Burnett, on 31 October 2012 - 06:29 PM, said:
Then you should have gone to other educational facility where they don't teach much of a theoretical stuff, but more a practical one. I'm sure you have those. But if you want to be educated in mathematics then you need to understand how people proved stuff they theorised. It teaches you to think.
Better late than never. The university I'm currently going to is the and best and most highly regarded in my city that isn't some outrageously expensive private uni. Basically if I wanted to go to another facility it would be a downgrade, even if they did teach more practical things. The reason why I say it's bloated, is because everyone has to do the same maths as the pure maths students in first year, regardless of your degree. Next year we split up, and I start doing "engineering maths". I've looked up the course outline, and literally HALF of the content from this year doesn't carry onto next year in the slightest. I can understand them wanting to give everyone a good background, but it sucks in terms of efficiency of education.
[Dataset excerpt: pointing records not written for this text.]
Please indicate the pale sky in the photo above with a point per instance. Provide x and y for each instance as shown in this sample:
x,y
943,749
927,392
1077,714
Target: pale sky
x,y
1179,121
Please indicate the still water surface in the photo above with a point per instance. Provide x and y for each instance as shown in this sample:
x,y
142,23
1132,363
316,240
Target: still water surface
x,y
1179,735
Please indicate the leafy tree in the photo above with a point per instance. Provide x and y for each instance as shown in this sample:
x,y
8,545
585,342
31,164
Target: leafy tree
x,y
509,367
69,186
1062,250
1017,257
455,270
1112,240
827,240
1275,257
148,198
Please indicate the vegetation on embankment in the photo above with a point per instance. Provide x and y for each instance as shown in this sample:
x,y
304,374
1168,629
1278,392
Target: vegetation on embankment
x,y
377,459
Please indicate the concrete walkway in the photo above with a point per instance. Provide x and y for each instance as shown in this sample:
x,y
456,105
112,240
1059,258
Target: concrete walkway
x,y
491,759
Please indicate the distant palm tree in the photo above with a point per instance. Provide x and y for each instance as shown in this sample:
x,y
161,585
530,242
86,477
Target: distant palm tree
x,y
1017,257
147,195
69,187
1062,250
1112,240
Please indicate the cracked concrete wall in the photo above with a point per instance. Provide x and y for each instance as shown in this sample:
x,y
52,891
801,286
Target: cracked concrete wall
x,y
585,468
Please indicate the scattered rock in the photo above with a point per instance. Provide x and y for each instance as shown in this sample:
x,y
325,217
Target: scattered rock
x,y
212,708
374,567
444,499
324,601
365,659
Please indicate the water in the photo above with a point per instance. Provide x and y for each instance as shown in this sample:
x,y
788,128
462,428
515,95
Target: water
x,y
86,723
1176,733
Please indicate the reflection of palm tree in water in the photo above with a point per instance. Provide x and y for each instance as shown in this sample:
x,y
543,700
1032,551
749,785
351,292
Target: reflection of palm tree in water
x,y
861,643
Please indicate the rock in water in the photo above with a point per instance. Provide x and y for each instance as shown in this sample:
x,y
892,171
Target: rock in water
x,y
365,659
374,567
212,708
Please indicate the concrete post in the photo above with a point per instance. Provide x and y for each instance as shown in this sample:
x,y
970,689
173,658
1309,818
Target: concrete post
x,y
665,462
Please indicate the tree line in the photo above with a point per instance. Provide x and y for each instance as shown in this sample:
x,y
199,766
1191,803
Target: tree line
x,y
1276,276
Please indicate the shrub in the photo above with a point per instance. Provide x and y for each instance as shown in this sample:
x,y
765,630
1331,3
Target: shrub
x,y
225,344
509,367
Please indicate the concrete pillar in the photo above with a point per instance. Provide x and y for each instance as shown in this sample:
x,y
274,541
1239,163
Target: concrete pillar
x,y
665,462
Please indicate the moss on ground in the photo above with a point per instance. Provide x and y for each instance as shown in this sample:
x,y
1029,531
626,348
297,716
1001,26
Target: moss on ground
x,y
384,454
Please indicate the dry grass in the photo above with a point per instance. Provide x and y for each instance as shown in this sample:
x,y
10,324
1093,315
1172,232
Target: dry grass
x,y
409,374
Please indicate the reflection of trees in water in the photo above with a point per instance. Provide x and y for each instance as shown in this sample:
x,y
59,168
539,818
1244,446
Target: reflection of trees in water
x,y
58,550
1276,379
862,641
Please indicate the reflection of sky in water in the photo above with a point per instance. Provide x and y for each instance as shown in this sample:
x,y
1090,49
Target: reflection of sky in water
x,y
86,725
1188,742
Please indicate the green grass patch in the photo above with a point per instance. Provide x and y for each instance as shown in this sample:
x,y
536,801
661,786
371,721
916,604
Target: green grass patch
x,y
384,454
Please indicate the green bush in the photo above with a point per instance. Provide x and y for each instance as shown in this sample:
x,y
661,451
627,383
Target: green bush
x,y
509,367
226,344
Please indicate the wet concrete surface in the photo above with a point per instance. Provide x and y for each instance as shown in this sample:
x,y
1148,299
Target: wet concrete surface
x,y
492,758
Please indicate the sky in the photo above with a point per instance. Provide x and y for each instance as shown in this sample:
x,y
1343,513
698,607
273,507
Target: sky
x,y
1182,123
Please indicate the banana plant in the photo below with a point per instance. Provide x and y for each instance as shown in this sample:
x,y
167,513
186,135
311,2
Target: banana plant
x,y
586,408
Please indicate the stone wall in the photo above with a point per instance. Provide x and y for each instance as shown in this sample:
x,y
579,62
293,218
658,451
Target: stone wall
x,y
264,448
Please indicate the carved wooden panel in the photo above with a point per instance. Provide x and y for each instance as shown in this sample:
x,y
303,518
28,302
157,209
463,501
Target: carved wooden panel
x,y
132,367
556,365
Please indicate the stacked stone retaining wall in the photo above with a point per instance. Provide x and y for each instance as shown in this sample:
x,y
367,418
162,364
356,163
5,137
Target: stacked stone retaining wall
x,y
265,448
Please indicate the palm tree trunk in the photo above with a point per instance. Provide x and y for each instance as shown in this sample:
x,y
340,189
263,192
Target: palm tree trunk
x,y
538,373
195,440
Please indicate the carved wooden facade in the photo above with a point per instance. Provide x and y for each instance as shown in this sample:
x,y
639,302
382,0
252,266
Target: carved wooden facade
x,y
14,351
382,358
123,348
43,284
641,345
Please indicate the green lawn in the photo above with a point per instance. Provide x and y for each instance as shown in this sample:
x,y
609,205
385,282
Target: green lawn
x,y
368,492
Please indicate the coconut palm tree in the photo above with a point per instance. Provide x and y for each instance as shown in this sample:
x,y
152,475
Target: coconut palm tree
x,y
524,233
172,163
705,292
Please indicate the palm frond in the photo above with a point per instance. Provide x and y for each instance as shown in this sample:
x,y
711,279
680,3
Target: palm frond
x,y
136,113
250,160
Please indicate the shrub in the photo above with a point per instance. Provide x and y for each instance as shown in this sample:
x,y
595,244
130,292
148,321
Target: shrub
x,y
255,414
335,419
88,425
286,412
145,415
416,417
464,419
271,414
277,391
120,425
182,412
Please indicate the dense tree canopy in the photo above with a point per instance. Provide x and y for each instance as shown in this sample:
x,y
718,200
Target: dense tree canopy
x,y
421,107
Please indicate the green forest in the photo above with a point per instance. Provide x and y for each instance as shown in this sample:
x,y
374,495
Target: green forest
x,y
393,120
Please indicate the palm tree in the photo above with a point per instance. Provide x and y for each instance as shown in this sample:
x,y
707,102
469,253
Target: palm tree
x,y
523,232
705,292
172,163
Btw, having to study for 25 years only to work for about 30 years then retire and contribute nothing for the rest of your life is a huge waste. I mean if education systems went about it smartly they could probably shave off 10 years. IMO I would love it if they started streaming people into different classes based on their ability in various subjects from maybe a little before high school, because everyone has different strengths and weaknesses, and having to teach a compromise between all those strengths and weaknesses in every class is slowing
everyone down: those who have the capacity to learn that particular subject much faster, and those who would never choose or continue that subject and hence are wasting a lot of time being forced to do it.